Here's why you mistake strangers for familiar faces
Here's why you mistake strangers for familiar faces
Neuroscientists, including an Indian-origin researcher from Johns Hopkins University, have pinpointed a part of the brain that helps you decipher memory from new experiences.

New York: Neuroscientists, including an Indian-origin researcher from Johns Hopkins University, have pinpointed a part of the brain that helps you decipher memory from new experiences.

In a supermarket, on board the Metro or at airport, you suddenly see a familiar face and say to yourself, "I think I have seen that face".

“But you ask: is this someone I met five years ago, maybe with thinner hair or different glasses or is it someone else entirely,” said neuroscience professor James J Knierim, who led the research.

“That is one of the biggest problems our memory system has to solve,” he added.

The newly-identified part of the hippocampus creates and processes memory, furthering our understanding of how the mind works and what is going wrong when it does not.

Neural activity in the hippocampus allows someone to remember where they parked their car, find their home even if the paint colour changes and recognise an old song when it comes on the radio.

Along with Sachin S. Deshmukh, former assistant research scientist in Knierim's lab, the researchers theorised that two parts of the hippocampus - the dentate gyrus and CA3 - competed to decide whether a stimulus was completely new or an altered version of something familiar.

The new research on rats shows that CA3 is more complicated than previously thought - parts of CA3 come to different decisions and they pass these different decisions to other brain areas.
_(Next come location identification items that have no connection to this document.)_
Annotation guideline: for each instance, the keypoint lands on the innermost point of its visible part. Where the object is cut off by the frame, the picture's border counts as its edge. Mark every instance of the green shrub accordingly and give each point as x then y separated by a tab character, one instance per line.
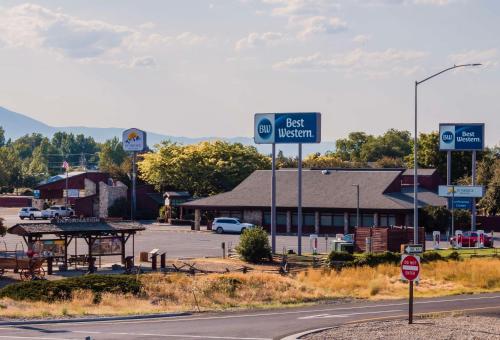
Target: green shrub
254	245
119	208
374	260
454	256
431	256
336	256
49	291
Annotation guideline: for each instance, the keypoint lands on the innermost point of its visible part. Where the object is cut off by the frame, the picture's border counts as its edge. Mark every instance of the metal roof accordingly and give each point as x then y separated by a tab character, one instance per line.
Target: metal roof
331	190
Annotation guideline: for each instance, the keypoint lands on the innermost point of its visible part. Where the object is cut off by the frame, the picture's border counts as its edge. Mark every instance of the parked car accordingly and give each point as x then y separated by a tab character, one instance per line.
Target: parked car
230	224
469	239
57	211
30	212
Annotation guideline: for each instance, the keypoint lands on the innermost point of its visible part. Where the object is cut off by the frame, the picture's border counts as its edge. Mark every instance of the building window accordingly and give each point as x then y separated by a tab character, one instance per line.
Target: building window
326	220
308	220
353	220
387	220
338	220
281	219
367	220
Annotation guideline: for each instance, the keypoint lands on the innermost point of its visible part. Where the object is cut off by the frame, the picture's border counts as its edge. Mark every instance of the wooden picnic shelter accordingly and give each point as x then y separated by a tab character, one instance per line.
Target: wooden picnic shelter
103	238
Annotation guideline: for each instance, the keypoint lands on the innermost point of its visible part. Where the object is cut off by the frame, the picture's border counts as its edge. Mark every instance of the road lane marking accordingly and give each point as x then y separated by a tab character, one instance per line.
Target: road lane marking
326	316
189	318
179	336
34	337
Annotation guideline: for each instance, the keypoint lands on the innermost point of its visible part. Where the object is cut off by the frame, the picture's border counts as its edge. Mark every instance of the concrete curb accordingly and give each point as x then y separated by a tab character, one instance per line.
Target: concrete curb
96	319
297	336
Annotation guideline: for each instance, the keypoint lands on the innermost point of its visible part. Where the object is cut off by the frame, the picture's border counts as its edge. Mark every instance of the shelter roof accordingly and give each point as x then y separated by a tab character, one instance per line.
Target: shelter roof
73	228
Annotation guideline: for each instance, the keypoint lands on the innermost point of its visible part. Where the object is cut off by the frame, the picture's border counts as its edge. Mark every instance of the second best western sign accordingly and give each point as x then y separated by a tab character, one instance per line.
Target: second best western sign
282	128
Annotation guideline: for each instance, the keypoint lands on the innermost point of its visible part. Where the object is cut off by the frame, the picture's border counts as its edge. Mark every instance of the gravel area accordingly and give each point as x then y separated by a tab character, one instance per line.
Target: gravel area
456	328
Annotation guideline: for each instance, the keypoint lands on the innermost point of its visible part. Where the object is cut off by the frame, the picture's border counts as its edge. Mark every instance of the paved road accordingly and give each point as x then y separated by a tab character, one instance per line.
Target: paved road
177	241
263	324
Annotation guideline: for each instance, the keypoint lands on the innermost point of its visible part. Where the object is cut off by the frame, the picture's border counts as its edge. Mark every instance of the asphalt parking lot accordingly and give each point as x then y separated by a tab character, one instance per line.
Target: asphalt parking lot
177	241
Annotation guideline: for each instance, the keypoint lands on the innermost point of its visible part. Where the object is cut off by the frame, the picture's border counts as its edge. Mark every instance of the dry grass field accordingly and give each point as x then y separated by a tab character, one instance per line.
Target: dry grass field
181	292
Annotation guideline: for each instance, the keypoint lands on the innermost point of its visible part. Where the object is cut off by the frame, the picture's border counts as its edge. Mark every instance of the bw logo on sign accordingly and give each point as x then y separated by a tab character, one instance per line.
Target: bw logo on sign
264	128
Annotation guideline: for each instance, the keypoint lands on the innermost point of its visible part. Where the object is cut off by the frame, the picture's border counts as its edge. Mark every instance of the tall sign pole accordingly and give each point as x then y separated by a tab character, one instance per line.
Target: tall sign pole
299	201
287	128
134	141
134	180
273	200
463	137
473	207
“The final job of the CA3 region is to make the decision: Is it the same or is it different?” Knierim noted.

Usually you are correct in remembering that this person is a slightly different version of the person you met years ago.

“But when you are wrong and it embarrassingly turns out that this is a stranger, you want to create a memory of this new person that is absolutely distinct from the memory of your familiar friend, so you do not make the mistake again,” Knierim explained.

The findings, published in the journal Neuron, can help explain what goes wrong with memory in diseases like Alzheimer's and could help to preserve people's memories as they age.